Réponse à l’objection N°3 : Tous les hommes reçoivent de la plénitude du Christ, selon la foi qu’ils ont en lui. Car saint Paul dit (Rom., 3, 22) : La justice de Dieu se répand par la foi en Jésus-Christ, dans tous ceux et sur tous ceux qui croient en lui. Or, comme nous croyons en lui comme ayant déjà paru, de même les anciens y ont cru comme en celui qui devait paraître. Car nous croyons ayant un même esprit de foi, selon l’expression du même Apôtre (2 Cor., 4, 13). La foi que l’on a dans le Christ a la vertu de justifier d’après le dessein de la grâce de Dieu, suivant ces autres paroles de saint Paul (Rom., 4, 5) : Lorsqu’un homme, sans faire des œuvres, croit en celui qui justifie l’impie, sa foi lui est imputée à justice, suivant le décret de la grâce de Dieu. Par conséquent ce décret étant éternel, rien n’empêche que des hommes n’aient été justifiés par la foi de Jésus-Christ, même avant que son âme fût remplie de grâce et de vérité.

 

Mais c’est le contraire. Saint Jean Damascène dit (De orth. fid., liv. 4, chap. 6) : L’intellect n’a pas été uni au vrai Dieu, comme quelques-uns l’ont faussement prétendu, avant l’incarnation qui a eu lieu dans le sein de la Vierge, et c’est de là qu’il a reçu le nom de Christ.

 

Conclusion Puisque l’âme du Christ n’a jamais eu une subsistance propre sans le Verbe, et qu’elle est de même nature que les nôtres, il est clair qu’elle a été prise simultanément avec la chair.

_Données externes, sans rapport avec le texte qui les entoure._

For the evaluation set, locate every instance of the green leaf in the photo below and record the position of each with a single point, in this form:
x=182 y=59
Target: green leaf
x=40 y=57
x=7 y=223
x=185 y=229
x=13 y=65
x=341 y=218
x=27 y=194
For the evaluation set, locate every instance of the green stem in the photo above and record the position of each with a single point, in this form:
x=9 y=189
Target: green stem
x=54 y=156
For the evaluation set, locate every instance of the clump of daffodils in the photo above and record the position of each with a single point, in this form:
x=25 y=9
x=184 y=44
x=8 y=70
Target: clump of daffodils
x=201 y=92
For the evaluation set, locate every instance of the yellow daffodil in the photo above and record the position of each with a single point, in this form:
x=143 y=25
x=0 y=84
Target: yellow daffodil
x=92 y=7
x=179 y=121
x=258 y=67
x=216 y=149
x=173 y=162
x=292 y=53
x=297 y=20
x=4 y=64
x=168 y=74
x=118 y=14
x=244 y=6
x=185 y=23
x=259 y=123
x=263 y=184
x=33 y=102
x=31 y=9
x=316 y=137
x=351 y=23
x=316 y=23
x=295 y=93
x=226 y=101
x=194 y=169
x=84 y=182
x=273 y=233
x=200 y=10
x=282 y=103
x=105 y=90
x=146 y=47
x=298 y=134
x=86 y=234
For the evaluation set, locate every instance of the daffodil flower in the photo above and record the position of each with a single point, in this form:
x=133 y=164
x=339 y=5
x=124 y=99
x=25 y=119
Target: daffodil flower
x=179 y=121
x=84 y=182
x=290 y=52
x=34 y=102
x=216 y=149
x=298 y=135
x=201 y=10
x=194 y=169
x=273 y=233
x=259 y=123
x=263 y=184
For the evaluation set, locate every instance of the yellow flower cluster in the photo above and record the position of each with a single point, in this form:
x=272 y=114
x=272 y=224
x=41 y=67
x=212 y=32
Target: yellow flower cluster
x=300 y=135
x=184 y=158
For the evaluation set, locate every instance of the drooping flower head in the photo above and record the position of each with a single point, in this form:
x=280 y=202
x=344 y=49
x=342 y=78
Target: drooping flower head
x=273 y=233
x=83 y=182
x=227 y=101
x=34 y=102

Il faut répondre que Origène a supposé (Periarch., liv. 1, chap. 7 et 8 ; liv. 2, chap. 8) que toutes les âmes avaient été créées dès le commencement, et que parmi ces âmes l’âme du Christ avait été créée aussi. Mais il répugne d’admettre qu’elle ait été alors créée sans être immédiatement unie au Verbe, parce qu’il suivrait de là que cette âme aurait eu dans un temps sa subsistance propre sans le Verbe. Dans ce cas, quand elle aurait été prise par le Verbe, ou l’union ne se serait pas faite dans la subsistance du Verbe, ou bien la subsistance préexistante de l’âme aurait été détruite. — De même il répugne de supposer que cette âme ait été unie au Verbe dès le commencement, et qu’elle se soit ensuite incarnée dans le sein de la Vierge, parce qu’alors son âme paraîtrait n’être pas de même nature que les nôtres qui sont créées au moment même où elles s’unissent au corps. D’où le pape saint Léon dit (Epist., ad Julian., 35) que sa chair n’était pas d’une autre nature que la nôtre, et qu’il n’a pas reçu une âme différente de celle des autres hommes.

 

Article 4 : La chair du Christ a-t-elle été prise par le Verbe avant d’être unie à l’âme ?

 

Objection N°1. Il semble que la chair du Christ ait été prise par le Verbe avant d’être unie à l’âme. Car saint Augustin (Fulgence) dit (Lib. de fid. ad Pet., chap. 18) : Soyez très sûr et ne doutez nullement que la chair du Christ n’a pas été conçue sans la divinité, dans le sein de la Vierge, avant d’être reçue par le Verbe. Or, la chair du Christ paraît avoir été conçue avant d’être unie à l’âme raisonnable, parce que la matière ou la disposition est en voie de génération avant la forme qui la complète. La chair du Christ a donc été prise avant d’être unie à l’âme.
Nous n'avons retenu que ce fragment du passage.